The actual resulting structure of these transactions is unknown, even to her, the banker. The point is that there is a lot that goes on behind the scenes (and behind the stated numbers) of a Chinese company. From my understanding and discussion with Chinese friends in the business, the Chinese aren't strangers to misrepresentation when it comes to filing for an IPO.

Taking a look through Dangdang's financials, the company posted an operating loss of RMB 77.8 million and RMB 87.8 million in 2007 and 2008 respectively. For 2009, the latest year reported in the prospectus, operating income was a positive 10.9 million. In 2009, the gross profit increased a whopping 600 basis points from 16.6% to 22.5%; right "on par" with Amazon

How in the world was this miraculous performance achieved? Management claims it was due to lower product procurement costs as a percentage of revenue and better pricing. Commanding just 8.9% market share and sales of less than $220 million, it's difficult to accept the explanation and believe that the company was able to achieve such scalability in such a short period.

The recent shareholder lawsuit filed against Mecox (MCOX) proves there is good reason to question the results. The company, which just IPO'd in October, revealed that its 2010 gross margins will decline 400 basis points and post long lists of significant increases in cost, including a 40.2% rise in compensation and benefit expenses.

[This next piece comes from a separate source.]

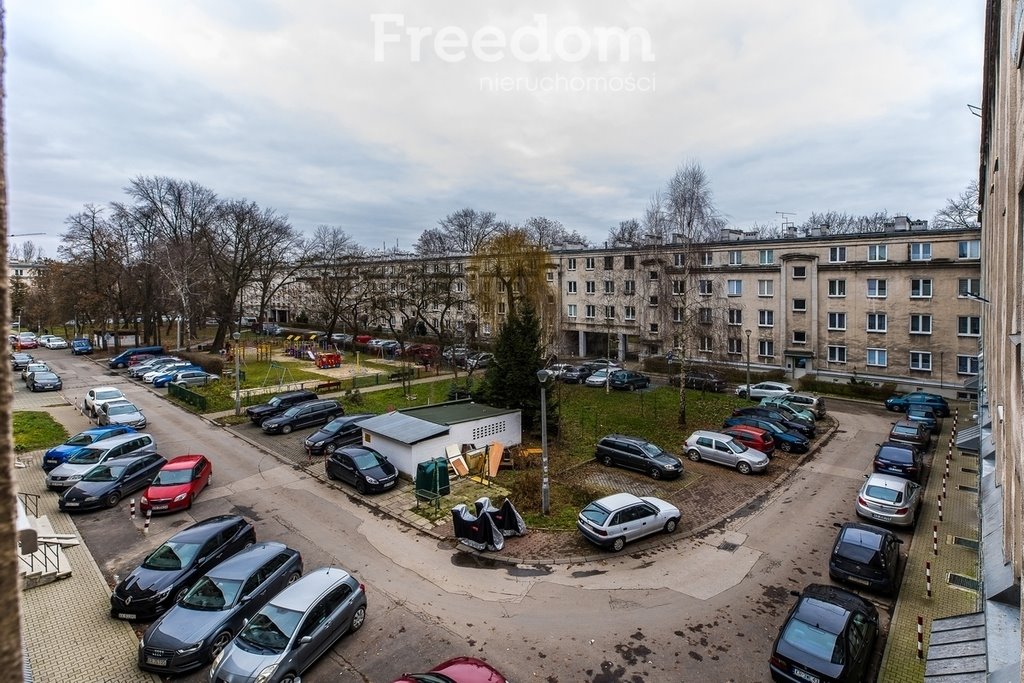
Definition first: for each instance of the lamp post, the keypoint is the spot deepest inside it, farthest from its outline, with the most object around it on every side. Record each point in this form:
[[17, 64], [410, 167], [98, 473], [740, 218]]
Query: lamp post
[[748, 364], [238, 380], [543, 376]]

Mercox is joined by an increasing list of Chinese companies being sued in the US for supplying prospectuses that contain false or misleading information, creating a barrier to truly understanding the business models and determining the sustainability or probability of profitability.

Yet, Dangdang is selling at 6.64 times sales compared to Amazon, with historically proven strong cash flow generation, persistent growth and a net margin nearly triple that of Dangdang, selling at 2.38 times sales.

Youku is selling at 81.2 times sales. It has yet to post a positive gross profit. Even after Mecox's steep decline following the lawsuit, it still sells for 52 times earnings.

Significant opportunity lies in China's underdeveloped Internet space. While the government recently announced plans to step up Internet censorship in response to Middle East protests, it also protects domestic players, blocking or making it difficult for international players to exist in the market.

Like the US tech bubble, there will be robust winners that emerge from this Chinese Internet phenomenon. But given the nature of reporting, particularly in IPO prospectuses, investors will have to rely mostly on their gambling luck and hope for a momentum gain for future IPOs like renren. Because at the end of the day, what you see isn't always going to be what you get when it comes to Chinese investments.